Read Herbert Pitman's testimony to the British Inquiry HERE.
Herbert John Pitman was born on November 20, 1877 in Somerset, England. His father was a farmer but died when he was only three leaving Herbert, his mother, his siblings, and a 112 acre farm to care for. In 1881, he was living with his older sister of whom was recently widowed. When Herbert was 18, he went to sea in the merchant's navy. He mastered in navigation in technical college during a shore part. After 4 years of training, he spent 6 1/2 years as a deck officer. Then, he joined the White Star Line where he was 4, 3, and 2 officer on the Dolphin and Majestic and 4 officer on the Oceanic. Then, he was transferred to the TITANIC as third officer.
There, he would assist the officers in their duties, stand at the stern bridge, or stand at the compass tower making sure that the ship was on course. When the TITANIC struck an iceberg, he was getting dressed for his watch on the bridge when 4 officer Boxhall came and told him that the ship had struck an iceberg. He went to investigate where he found chunks of ice and explored the forcastle deck but found no damage so he went to the bridge. He was then ordered to uncover and lower the boats. He waited for Captain Smith to give the orders to load and lower Boat No. 5. J. Bruce Ismay came up and insisted that they load and lower the boats. Herbert didn't know him so he said "Just awaiting order from the commander sir." Then, it dawned on him that this might be Mr. Ismay due to descriptions given to him. He went to the captain and Captain Smith said "Carry on." While loading the boat, Ismay encouraged those who wanted to stay, to get into a lifeboat. Just before lowering Boat No. 5, 1st officer Murdoch ordered Pitman to take charge of the boat. Just before entering, Murdoch shook his hand and said "Good bye; Good luck." Murdoch ordered Pitman to stand by for passengers to enter through the gang-way doors but it wouldn't open so he had to continue down. As the boat continued down, Ismay tried to take charge of the lowering but 4th officer Lowe would hear none of it and embarrassed Ismay in front of the passengers. When the lifeboat was 400 yards away, he realized that the ship was going to founder. When the TITANIC had slipped beneath the waves, he looked at his watch and announced that it was 2:20 A.M. There was the screams of the passengers and Pitman wanted to go back for those in the water but those in the boat was almost in a mob when they found out his intentions so he decided not to. That decision would later haunt him. Later, Boat Nos. 5 and 7 lashed each-other together. He was rescued by the Carpathia and was brought to New York. There, he testified all that he knew to the U.S. inquiry and did the same to the British inquiry in which he was asked 393 questions when he got back to the U.K. In both, he testified that the ship did not break in two.

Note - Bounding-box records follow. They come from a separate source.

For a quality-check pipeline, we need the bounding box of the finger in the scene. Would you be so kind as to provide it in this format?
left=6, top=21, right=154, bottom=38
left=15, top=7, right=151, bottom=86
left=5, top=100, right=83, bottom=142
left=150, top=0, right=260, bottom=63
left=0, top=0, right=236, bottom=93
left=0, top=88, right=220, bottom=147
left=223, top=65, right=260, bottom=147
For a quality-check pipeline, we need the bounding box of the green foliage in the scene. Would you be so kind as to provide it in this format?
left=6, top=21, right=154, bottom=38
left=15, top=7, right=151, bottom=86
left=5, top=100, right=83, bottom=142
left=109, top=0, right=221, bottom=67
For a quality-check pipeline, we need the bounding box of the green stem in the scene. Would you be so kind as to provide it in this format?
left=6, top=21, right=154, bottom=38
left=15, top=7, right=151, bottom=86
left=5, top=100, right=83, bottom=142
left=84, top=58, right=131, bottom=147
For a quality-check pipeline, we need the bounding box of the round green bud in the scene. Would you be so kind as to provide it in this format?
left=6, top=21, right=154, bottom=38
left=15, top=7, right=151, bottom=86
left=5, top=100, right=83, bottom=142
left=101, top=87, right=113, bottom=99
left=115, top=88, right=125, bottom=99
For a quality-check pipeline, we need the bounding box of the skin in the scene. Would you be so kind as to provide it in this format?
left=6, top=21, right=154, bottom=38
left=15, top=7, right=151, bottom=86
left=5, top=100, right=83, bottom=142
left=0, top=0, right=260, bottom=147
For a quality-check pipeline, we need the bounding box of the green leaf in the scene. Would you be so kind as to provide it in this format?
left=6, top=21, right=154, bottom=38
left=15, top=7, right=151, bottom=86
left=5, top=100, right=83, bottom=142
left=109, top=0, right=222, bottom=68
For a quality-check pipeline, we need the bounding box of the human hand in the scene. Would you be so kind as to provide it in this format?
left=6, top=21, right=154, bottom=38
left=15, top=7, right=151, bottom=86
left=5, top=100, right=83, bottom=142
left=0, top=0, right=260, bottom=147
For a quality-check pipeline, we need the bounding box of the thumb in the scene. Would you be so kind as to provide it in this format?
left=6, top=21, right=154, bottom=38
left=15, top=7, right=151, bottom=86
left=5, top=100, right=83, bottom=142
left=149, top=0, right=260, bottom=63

He was sent to the Oceanic again and then to the Olympic. However, due to a decline in eyesight, he was moved to Purser on the Olympic. He married in the 1920s. He also served during WWII as purser on the S.S. Mataroa. He retired in 1946 after 60 years at sea. Herbert Pitman died on December 7, 1961 because of a subarachnoid hemorrhage at the age of 84. He now rests in the vault of a Parish church in Somerset.